The dreaded concept of the “social credit system” feels like a scale welded on top of the game.

This system is based on your own experiences as well as your trusted social circles. It is a clearly personalized system. So even when bad plays happen the attitude towards these players is already pre-informed and dampens the chance of random outbursts. 

Exponentially Growing the Strengths of the Web

It is hard to keep track of teams in 100s of groups and matches. Not only as a current track record but also as an ongoing progress.

Seasonal resets or personal breaks wouldn’t erase your progress in the system. Furthermore it is an anonymous indicator that doesn’t require an endless friend list since it is based on an expanded one. In WoW this would cover for cases where friends or cherished former team mates just happen to play on alts.

With automated matchmaking EjnarH’s concept would also weigh in the past experiences when facing evenly matched groups. In WoW this would fall into the PvP category of Solo Shuffle or Battleground Blitz.

The system builds onto itself just by the primary and secondary connections that develop over time. Completely random players are less common over time since the system is only adding more and stronger indicators of trust.

And ideally, it helps form new friendships that then build on and reinforce existing connections.

These friend lists and commendations can also help with finding and joining guilds.

Since it covers major aspects of the game, it hass strong potential to accelerate community growth in a game where you don’t always track your acquaintances. The system rewards its use not just for the individual but improves with every additional participant.

A visualization would essentially show a personal web projected onto the global network of connections within the player base. Looking different for each account.

What Are the Negative Aspects?

Simply put: if you don’t use it, you’re more likely to play alone. Looking at WoW we know that a significant part of the player base is enjoying the solo gameplay in WoW. The concept builds on commendations in general.
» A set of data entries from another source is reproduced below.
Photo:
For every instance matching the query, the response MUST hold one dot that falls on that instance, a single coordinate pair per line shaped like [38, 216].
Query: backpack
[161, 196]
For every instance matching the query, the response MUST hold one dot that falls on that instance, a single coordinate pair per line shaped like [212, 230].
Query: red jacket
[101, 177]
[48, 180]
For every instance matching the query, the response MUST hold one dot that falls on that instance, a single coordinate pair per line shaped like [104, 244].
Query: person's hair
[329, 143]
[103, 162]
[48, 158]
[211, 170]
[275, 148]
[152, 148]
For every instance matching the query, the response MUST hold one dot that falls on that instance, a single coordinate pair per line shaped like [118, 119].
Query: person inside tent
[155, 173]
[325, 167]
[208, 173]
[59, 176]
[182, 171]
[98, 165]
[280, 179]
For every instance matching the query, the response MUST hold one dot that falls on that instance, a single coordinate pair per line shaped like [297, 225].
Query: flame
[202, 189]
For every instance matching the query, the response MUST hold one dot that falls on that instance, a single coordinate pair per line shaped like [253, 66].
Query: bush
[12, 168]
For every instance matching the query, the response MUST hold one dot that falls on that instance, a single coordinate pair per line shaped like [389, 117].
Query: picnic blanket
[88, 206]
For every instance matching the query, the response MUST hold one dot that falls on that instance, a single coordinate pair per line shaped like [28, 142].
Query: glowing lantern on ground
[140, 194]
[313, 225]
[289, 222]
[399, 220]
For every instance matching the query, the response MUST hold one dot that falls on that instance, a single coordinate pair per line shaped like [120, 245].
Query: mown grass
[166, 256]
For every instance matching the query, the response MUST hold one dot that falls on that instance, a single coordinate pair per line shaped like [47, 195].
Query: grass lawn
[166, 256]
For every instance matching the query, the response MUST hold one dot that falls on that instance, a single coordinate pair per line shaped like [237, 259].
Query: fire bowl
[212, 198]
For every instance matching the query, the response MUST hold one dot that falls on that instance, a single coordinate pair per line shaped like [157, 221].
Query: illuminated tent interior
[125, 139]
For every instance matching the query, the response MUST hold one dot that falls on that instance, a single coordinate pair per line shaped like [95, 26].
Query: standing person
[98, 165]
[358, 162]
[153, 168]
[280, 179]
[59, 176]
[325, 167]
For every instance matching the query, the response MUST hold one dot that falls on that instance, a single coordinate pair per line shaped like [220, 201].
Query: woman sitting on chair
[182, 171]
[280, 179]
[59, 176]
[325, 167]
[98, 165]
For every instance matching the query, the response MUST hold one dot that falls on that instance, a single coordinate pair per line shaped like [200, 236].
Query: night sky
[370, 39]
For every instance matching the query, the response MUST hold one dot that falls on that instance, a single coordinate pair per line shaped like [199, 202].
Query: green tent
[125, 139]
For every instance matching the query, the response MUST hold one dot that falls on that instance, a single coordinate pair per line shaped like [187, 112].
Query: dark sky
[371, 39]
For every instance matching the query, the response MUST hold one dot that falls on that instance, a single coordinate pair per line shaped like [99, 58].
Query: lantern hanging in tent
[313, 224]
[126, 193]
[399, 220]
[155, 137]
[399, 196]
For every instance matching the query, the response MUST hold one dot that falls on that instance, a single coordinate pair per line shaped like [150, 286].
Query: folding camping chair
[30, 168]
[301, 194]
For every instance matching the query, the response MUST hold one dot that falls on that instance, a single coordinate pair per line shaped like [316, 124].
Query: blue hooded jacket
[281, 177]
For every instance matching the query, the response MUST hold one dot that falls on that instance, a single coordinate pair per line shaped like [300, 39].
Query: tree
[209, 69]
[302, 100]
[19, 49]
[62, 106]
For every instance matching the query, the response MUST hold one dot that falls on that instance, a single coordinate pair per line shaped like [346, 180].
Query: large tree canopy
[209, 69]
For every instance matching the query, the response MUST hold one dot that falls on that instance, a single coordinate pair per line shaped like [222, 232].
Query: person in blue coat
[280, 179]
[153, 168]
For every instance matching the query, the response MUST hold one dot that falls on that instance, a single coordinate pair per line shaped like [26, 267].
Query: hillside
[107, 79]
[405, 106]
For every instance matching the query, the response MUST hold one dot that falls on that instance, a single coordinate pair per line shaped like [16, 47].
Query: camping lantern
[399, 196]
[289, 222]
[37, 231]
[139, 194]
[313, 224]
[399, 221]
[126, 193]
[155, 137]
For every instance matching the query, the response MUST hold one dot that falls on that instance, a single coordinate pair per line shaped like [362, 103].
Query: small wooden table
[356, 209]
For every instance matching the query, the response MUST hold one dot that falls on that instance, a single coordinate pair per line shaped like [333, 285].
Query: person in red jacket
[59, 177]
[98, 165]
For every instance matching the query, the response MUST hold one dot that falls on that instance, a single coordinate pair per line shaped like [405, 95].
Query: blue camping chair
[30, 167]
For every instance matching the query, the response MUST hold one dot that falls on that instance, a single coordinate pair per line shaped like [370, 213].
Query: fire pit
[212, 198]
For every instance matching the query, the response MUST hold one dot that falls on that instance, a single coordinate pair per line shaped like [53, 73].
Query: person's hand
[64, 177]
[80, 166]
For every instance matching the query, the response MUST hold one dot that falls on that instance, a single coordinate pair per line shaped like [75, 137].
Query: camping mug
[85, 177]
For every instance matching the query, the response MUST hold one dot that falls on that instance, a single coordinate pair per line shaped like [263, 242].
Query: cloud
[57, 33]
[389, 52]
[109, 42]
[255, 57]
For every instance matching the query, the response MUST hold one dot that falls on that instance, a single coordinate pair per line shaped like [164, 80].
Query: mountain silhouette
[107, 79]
A friend list or participation in a guild only improve it.

So even if you casually interact with others, there’s a good chance of kickstarting your participation.

Another aspect would be turning it into a perceived numbers game. WoW already has a few basic evaluation systems. But over time the game has adapted a prominent cases from 3rd party sites. The M+ rating system comes to mind. The system could turn into a “degrees of separation” numbers game.

Numbers should never be the primary display method for a system like this. Maybe color grading can help.

It would show how close and well-established your connections are based on relationship strength. On a gradual scale from a muted tone to a saturated one.

How Well Would That Work in WoW?

EjnarH mentions that he got approached by teams that work with player bases within the millions. This is true for many Blizzard titles, especially when they are free to play.

But the speed at which this web builds and the strength of the connections also depends on how often commendations are given. Especially important is how large and consistent the participation pool is.

WoW PvP can have relativly short gameplay cycles outside of high-end rating. M+ and Raiding can take a lot longer.

And what about other types of player encounters? Can this trend towards quantifying the entire game in a certain way? Or should a system like this be restricted to pure matchmaking?

The article presents it more as a solution for clearly defined gameplay loops in specific genres.

It may be worth a look from the WoW development team, but it likely won’t fit easily into a large MMO.